Have you ever stopped to wonder what would happen if a hacker managed to take over your social media accounts? Or maybe you’ve had the absolute horror of that actually happening?
As much as we all hate to admit it - the thought of losing access to our social media is, for most of us, a nightmare. If you’re a regular user, there’s memories, messages and more all stored behind that password. And the thought of losing access to them even on a temporary basis, can be something that we just don’t want to think about.
For a business user the prospect of being hacked can be even worse - you’ve got all the same data as a regular user, except this time you’ve also potentially got the reputation of your
business at stake as well. And if you’ve got access to client accounts through your social media then it’s got the potential to be utterly catastrophic.
This is why it’s so important to not only understand the security features that are offered, but to actually utilise them. Taking the time to get to grips with how to make your account as secure as possible might only take 20 minutes now, but it could save hours of stress and heartache if you get hacked and can’t get the access back.
Probably one of the easiest ways to make your social media more secure is to change your password. Change it regularly and make it something that you’re not using for another account. Google Chrome has a brilliant password generator, and a quick Google will bring up hundreds of websites offering the same feature. You want it to be entirely random, with upper and lower case letters, numbers, symbols - the lot. If it looks like something a Twitter CEO might name their child, you’re on the right track.
Next, have a different mind-boggling password for each site you’re logging into. Ideally every single website should be different. And no, Password123! and PAssword123! do not count as
different passwords.

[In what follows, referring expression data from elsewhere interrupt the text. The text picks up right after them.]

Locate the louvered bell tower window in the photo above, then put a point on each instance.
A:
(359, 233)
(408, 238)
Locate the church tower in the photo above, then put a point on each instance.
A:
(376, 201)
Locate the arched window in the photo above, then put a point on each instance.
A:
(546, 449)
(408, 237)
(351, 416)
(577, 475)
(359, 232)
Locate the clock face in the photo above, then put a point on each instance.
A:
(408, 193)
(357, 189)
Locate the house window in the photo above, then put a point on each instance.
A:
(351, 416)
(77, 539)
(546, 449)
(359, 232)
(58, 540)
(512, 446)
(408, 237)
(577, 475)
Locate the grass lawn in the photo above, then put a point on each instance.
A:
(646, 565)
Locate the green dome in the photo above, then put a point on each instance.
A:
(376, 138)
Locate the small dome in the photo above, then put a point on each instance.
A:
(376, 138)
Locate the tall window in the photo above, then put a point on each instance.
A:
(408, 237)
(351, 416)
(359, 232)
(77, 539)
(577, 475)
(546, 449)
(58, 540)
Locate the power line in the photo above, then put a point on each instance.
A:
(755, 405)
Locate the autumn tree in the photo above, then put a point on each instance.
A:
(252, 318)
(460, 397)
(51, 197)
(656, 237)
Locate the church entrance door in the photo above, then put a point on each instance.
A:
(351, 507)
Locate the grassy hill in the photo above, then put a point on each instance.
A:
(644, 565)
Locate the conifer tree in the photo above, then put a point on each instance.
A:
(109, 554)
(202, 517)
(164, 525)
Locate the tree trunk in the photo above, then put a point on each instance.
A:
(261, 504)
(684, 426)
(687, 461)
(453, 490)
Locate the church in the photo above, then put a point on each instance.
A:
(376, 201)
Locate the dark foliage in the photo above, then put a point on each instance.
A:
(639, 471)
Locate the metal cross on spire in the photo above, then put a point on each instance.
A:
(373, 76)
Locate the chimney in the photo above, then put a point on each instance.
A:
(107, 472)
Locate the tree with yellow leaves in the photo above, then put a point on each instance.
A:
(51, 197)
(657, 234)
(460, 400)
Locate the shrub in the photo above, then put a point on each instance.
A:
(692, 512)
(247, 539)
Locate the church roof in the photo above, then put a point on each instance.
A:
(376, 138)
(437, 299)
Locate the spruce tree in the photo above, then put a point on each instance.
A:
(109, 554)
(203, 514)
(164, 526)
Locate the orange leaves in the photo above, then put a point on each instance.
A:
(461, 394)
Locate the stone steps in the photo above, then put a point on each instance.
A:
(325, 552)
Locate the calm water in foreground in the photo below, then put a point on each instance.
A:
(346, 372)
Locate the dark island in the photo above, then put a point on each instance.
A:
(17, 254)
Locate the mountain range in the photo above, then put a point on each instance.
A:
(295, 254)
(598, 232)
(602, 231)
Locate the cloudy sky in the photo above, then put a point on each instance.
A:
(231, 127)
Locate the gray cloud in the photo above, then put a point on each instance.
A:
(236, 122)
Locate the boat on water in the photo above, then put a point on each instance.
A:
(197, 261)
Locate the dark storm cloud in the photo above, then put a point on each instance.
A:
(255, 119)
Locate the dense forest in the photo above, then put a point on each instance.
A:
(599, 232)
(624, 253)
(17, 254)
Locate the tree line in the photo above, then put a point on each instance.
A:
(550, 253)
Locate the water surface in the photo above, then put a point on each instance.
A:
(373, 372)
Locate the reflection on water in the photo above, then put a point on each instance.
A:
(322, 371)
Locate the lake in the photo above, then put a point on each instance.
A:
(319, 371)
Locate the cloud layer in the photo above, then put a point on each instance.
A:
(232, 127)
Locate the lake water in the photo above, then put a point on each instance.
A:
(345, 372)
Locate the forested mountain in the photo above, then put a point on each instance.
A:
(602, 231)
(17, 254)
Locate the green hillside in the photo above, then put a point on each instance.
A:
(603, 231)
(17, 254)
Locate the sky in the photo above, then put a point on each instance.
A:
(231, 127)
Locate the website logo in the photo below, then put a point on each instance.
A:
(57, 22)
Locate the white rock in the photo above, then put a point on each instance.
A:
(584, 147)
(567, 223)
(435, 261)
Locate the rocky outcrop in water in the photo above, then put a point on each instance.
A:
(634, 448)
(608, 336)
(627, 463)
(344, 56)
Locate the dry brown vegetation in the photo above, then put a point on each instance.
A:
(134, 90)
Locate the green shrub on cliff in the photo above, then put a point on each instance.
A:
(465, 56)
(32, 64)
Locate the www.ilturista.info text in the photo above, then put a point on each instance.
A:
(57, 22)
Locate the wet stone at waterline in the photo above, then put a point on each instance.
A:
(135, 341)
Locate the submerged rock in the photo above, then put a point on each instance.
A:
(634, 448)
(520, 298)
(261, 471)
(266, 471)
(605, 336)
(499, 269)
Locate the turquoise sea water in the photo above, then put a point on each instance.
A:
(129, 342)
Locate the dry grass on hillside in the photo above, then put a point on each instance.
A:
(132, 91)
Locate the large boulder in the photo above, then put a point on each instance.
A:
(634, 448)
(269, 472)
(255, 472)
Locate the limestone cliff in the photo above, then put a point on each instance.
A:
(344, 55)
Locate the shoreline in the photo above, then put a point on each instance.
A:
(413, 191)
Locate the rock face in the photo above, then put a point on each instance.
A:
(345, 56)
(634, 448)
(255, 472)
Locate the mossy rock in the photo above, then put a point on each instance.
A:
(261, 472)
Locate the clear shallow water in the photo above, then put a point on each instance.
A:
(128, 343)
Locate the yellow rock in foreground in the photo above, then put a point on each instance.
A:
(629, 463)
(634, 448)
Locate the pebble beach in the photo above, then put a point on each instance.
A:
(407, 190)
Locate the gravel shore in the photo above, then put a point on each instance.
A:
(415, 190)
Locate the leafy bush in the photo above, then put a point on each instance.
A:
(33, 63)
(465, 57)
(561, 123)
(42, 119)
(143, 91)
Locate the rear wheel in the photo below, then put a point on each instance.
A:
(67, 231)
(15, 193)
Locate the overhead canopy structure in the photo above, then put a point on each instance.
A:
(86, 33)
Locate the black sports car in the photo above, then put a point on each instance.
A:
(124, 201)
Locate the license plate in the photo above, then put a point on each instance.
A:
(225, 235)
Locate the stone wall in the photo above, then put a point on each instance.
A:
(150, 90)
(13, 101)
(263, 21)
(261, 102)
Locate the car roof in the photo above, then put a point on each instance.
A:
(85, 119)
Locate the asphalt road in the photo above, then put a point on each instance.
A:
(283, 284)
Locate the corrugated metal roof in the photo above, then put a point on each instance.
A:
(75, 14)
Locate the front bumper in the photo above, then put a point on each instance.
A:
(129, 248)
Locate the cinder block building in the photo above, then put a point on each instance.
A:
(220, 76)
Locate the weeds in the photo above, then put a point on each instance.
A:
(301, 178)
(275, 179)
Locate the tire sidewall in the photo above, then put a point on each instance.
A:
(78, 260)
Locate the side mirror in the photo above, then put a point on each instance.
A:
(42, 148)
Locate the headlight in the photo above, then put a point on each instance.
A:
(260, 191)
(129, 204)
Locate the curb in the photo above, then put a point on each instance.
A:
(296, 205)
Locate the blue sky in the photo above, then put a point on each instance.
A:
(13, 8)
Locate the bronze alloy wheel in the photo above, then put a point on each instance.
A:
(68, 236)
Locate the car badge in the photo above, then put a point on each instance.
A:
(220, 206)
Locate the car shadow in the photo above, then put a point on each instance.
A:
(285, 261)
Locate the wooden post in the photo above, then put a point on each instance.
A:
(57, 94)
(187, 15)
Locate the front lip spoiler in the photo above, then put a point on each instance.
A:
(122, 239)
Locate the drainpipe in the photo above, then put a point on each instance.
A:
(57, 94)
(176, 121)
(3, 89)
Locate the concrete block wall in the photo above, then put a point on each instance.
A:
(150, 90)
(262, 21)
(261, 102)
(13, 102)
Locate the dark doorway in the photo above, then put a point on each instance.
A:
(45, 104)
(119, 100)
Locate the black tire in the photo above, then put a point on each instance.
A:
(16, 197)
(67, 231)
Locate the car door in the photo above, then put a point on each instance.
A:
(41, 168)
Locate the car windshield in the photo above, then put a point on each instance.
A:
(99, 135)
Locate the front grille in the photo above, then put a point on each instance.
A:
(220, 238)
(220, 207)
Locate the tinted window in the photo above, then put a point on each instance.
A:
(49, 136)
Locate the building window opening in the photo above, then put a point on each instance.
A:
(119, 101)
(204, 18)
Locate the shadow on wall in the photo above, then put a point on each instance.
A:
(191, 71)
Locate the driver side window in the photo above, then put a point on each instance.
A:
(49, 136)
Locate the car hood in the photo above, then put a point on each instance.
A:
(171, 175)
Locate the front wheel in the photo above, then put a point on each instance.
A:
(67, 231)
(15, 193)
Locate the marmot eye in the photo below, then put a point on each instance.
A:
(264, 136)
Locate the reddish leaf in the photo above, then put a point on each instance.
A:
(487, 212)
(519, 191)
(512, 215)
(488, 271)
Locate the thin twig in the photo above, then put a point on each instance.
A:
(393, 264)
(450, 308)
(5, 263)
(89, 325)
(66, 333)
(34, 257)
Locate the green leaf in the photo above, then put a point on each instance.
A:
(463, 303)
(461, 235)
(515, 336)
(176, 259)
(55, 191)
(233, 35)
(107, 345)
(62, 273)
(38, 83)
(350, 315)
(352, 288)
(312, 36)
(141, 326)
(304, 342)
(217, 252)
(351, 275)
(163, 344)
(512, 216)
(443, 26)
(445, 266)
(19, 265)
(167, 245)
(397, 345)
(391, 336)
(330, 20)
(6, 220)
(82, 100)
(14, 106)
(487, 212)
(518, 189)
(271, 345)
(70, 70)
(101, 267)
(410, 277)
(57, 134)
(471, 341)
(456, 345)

If you can’t face having a different password for every website, at the very least make sure that your email password is different to the others, and very, very secure.
Then, because if you’ve got multiple, really secure passwords the likelihood of you almost instantly forgetting them is quite high, use a password manager. Again Google Chrome offers
this facility, or there’s various others such as LastPass that will store your encrypted passwords and autofill for you when it’s needed. This will mean you can stop making a habitual part of your log-in process pressing ‘I forgot my password’.
Enable 2 factor authentication. Setting it up might be a bit of a pain, but as we’ve mentioned, it’s short term pain for long term gain - if someone manages to hack into your account, you’ll be glad you set it up!
2 Factor Authentication (2FA) works by requiring two different forms of verification when you attempt to log in. One of these is generally your standard login details, but the second can vary. Some websites will text or email a code, some will have their own app that you need to use, or it can be done using biometric data such as your fingerprint.
The idea behind it is that it significantly reduces the ability for a hacker to access your account remotely - even if they’ve managed to crack your password, they’re still going to need access to your 2FA code.
My last tip is an old one, but still completely valid. Keep that antivirus software up to date! Change the settings so that it’s automatically backing up, and doing regular virus scans, and
don’t let the subscription lapse. Many antivirus options now also include protection for a device such as your phone or tablet - think about where you’re usually using the internet, and protect accordingly.
I hope these tips help - as hackers and scams become increasingly high tech, it’s important to ensure that we’re staying up to date with current best practice. The alternative is no fun at all to consider!